API Requests in Audit Log

GitHub recently released a new feature that allows all API requests made against an organization's private repository to be included in the audit log. This feature is currently in private beta, it is unlikely that most organizations are enrolled in this private beta and have detection engineering surrounding GET API requests. However, it can no longer be assumed that using gato without any git clone operations is 100% stealthy.

Git Clone Logging

Organizations on the GitHub Enterprise plan can query log events for git clone operations via the REST API. This means that if you use a compromised PAT to clone hundreds of repositories, and that organization is ingesting these logs into a SIEM, this could trigger an alert.

The --skip-clones flag should be used to perform enumeration using API GET requests only, which should not generate any audit log events.

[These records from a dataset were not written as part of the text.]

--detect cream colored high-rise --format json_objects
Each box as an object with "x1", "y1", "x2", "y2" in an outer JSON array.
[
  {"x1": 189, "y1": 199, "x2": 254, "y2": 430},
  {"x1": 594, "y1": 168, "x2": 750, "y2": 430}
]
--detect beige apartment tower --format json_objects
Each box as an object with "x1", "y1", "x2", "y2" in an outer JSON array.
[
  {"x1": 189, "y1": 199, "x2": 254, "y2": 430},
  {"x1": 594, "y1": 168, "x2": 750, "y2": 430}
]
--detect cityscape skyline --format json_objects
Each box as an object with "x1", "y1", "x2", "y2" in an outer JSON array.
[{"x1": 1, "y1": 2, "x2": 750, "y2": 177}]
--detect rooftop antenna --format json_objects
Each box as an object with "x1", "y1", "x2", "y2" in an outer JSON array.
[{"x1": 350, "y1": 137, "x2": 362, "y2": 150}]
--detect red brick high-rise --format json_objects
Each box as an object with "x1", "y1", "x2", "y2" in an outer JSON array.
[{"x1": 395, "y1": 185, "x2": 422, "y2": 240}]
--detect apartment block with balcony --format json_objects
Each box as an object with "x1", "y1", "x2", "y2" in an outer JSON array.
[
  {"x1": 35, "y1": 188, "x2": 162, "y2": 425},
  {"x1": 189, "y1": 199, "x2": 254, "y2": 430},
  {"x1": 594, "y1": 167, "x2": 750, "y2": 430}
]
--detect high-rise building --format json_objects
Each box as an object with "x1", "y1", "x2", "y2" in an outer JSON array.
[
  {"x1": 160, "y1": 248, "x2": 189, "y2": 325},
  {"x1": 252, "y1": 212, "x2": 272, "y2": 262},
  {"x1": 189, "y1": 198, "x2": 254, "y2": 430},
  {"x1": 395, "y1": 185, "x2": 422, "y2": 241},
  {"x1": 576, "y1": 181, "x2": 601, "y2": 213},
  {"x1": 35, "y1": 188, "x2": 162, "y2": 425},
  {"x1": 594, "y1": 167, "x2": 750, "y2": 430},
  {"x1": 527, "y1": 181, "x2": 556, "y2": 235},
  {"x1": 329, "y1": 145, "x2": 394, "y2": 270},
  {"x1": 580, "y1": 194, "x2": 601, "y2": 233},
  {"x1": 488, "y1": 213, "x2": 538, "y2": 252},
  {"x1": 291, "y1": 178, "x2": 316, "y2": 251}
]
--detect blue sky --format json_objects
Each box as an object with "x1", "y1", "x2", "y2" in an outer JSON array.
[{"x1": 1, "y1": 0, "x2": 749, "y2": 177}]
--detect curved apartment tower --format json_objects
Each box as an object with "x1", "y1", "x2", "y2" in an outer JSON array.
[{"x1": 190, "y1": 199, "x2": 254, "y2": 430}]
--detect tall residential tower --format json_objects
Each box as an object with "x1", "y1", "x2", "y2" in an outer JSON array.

The primary method of detecting self-hosted runners will be downloading and parsing workflow run logs (or querying them from the organization/repository if the user is an administrator)

In the future, we will switch the YAML download feature to use the Repository Contents API, which should reduce allow silent enumeration of YAML files.

Enumeration using API requests only is currently in the dev branch. This feature also has the added benefit of bypassing restrictions on cloning (such as when organizations require SSH authentication to be used for all git operations).

Attack

Attacking a repository is an overt action. In a true Red Team, you will be best served using a custom payload that blends within the noise present in the organization you are targeting. Gato offers some options to tweak the IOCs generated as part of the workflow push attack. Examples of this are the branch name and the author of the commit.

It is helpful to review the GitHub Audit Log Events documentation to understand which events will be logged.